It is 700 years in the future. A city of skyscrapers rises up from the land. A closer view reveals that the skyscrapers are all constructed out of garbage, neatly compacted into squares or bales and piled on top of one another. In all the land, only one creature stirs. This is WALL-E, the last of the functioning solar-powered robots. He — the story leaves no doubt about gender — scoops up trash, shovels it into his belly, compresses it into a square and climbs on his tractor treads and heads up a winding road to the top of his latest skyscraper, to place it neatly on the pile.
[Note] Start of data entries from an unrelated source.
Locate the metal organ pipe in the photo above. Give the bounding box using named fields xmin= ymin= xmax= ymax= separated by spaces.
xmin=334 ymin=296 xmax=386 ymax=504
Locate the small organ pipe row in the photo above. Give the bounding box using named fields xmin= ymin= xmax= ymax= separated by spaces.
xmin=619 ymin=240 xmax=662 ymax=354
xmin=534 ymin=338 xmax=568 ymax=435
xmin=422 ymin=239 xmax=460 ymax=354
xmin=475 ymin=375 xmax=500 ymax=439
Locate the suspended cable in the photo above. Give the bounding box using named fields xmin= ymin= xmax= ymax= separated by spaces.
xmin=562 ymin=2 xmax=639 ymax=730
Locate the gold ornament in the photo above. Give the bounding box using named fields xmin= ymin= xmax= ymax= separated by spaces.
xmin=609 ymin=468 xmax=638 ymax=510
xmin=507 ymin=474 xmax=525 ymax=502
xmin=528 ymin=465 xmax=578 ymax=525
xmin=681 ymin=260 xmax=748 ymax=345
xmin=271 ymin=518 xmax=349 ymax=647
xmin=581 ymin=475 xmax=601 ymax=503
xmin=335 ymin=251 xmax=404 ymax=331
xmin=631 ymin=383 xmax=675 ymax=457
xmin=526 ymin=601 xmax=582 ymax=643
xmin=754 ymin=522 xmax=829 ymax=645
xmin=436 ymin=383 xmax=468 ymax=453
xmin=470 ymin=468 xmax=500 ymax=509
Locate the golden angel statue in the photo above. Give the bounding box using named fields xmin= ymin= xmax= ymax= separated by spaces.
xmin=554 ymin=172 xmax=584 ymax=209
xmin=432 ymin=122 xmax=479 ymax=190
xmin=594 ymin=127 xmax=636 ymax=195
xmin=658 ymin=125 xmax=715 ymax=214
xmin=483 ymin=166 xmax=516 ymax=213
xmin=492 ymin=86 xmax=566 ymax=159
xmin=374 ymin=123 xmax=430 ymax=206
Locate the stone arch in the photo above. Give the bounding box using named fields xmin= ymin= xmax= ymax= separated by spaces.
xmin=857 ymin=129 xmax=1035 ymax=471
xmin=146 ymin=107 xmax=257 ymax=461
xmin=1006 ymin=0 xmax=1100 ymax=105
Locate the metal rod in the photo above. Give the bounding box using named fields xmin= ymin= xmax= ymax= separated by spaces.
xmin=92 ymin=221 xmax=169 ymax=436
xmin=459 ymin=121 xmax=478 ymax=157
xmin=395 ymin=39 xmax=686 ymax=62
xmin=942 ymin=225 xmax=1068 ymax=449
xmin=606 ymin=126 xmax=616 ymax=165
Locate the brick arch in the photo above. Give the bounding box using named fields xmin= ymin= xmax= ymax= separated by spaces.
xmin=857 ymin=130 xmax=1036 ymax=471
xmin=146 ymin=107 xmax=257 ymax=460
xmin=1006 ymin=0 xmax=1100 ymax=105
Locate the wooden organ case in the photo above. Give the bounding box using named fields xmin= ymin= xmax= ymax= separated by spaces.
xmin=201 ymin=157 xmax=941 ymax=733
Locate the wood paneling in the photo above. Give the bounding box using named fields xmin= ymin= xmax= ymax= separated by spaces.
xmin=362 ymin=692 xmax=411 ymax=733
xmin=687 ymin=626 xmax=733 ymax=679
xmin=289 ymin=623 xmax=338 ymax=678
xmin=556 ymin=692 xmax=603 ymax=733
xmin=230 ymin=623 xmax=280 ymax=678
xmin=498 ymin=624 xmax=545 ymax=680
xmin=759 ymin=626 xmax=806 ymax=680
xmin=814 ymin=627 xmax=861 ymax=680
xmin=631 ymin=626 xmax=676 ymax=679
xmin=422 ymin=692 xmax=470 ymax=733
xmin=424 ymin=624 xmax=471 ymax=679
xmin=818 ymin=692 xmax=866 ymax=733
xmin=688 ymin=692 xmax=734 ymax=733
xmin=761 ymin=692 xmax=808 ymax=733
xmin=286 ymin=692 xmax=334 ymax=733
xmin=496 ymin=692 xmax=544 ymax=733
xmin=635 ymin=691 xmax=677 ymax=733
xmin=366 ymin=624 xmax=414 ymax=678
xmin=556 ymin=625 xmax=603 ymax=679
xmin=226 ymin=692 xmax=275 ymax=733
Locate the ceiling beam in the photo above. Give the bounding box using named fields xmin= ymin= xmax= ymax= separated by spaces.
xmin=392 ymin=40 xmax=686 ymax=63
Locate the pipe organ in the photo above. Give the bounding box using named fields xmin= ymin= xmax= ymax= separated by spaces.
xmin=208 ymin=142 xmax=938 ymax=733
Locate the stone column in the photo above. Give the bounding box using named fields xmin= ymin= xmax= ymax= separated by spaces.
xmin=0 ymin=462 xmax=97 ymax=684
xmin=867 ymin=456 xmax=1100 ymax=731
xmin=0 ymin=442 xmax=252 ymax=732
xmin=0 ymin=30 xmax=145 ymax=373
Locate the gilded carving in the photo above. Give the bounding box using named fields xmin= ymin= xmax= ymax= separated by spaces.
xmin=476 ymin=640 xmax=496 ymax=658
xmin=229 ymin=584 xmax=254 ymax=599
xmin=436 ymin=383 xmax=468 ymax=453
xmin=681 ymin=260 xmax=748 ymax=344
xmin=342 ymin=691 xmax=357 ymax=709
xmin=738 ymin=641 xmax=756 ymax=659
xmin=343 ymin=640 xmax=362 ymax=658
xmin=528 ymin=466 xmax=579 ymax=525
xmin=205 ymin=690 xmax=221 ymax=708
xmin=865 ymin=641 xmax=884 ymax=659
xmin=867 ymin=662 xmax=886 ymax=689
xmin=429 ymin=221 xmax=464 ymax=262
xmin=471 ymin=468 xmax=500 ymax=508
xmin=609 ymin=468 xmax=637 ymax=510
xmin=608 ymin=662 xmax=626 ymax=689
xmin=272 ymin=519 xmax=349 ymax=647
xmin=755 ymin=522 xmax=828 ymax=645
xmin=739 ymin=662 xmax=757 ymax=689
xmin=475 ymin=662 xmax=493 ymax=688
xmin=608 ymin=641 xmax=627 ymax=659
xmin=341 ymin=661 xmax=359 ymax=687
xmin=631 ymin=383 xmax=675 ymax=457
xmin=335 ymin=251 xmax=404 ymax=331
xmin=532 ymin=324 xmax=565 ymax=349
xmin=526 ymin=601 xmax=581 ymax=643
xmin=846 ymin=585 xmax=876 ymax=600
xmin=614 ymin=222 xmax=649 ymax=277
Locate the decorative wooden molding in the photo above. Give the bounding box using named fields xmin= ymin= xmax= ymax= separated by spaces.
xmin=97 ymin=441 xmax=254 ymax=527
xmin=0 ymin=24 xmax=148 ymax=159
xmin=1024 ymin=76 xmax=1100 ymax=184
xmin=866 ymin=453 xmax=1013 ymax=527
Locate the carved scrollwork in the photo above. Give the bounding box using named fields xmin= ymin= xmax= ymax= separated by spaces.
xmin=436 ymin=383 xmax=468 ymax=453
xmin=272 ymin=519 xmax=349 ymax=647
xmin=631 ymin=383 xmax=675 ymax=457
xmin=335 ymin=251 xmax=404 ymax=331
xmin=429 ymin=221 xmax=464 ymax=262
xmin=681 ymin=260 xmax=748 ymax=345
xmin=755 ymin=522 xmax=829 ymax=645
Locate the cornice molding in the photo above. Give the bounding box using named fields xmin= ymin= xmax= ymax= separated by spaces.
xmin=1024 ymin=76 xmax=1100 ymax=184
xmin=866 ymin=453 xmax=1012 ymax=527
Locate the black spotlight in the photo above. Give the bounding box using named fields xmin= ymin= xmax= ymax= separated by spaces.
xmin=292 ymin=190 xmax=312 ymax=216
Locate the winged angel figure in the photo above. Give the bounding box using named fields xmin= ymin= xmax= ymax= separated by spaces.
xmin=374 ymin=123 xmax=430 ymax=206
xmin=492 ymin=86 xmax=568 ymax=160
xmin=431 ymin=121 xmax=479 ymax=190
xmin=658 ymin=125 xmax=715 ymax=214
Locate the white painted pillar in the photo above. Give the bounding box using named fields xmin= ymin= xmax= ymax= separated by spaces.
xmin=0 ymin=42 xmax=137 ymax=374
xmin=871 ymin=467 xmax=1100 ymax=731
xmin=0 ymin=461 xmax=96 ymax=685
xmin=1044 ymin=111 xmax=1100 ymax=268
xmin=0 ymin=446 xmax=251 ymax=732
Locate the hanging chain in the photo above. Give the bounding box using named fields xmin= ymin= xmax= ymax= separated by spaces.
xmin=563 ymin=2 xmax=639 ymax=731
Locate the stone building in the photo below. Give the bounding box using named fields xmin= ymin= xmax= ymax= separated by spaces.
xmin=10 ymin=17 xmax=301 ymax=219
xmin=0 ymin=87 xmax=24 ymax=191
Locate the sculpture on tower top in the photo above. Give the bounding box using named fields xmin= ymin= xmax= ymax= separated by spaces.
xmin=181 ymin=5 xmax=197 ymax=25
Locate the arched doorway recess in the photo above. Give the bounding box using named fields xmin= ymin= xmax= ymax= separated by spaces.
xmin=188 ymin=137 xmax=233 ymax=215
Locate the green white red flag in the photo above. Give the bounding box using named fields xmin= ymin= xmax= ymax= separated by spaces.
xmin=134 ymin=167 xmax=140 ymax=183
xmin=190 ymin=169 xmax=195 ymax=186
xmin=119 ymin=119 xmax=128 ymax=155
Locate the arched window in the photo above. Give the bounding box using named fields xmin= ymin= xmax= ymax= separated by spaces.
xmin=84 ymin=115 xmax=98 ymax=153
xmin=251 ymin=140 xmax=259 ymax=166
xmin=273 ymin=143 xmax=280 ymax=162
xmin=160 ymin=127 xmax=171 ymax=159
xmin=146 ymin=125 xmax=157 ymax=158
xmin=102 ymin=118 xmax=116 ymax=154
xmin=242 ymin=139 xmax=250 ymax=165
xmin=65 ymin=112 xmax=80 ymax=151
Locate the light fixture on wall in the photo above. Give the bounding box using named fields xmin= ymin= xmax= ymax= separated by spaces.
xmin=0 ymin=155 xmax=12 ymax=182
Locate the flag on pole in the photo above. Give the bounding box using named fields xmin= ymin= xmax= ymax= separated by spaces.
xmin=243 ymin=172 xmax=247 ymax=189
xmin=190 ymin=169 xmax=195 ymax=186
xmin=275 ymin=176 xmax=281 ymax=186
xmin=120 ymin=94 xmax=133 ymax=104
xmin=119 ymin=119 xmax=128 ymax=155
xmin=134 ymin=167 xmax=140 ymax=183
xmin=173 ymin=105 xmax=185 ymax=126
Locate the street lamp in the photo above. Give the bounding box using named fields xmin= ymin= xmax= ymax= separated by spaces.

It is lonely being WALL-E. But does WALL-E even know that? He comes home at night to a big storage area, where he has gathered a few treasures from his scavengings of the garbage and festooned them with Christmas lights. He wheels into his rest position, takes off his treads from his tired wheels and goes into sleep mode. Tomorrow is another day: One of thousands since the last humans left the Earth and settled into orbit aboard gigantic spaceships that resemble spas for the fat and lazy.
One day WALL-E’s age-old routine is shattered. Something new appears in his world, which otherwise has consisted only of old things left behind. This is, to our eye, a sleek spaceship. To WALL-E’s eyes, who knows? What with one thing and another, WALL-E is scooped up by the ship and returned to the orbiting spaceship Axiom, along with his most recent precious discovery: a tiny, perfect green plant, which he found growing in the rubble and transplanted to an old shoe.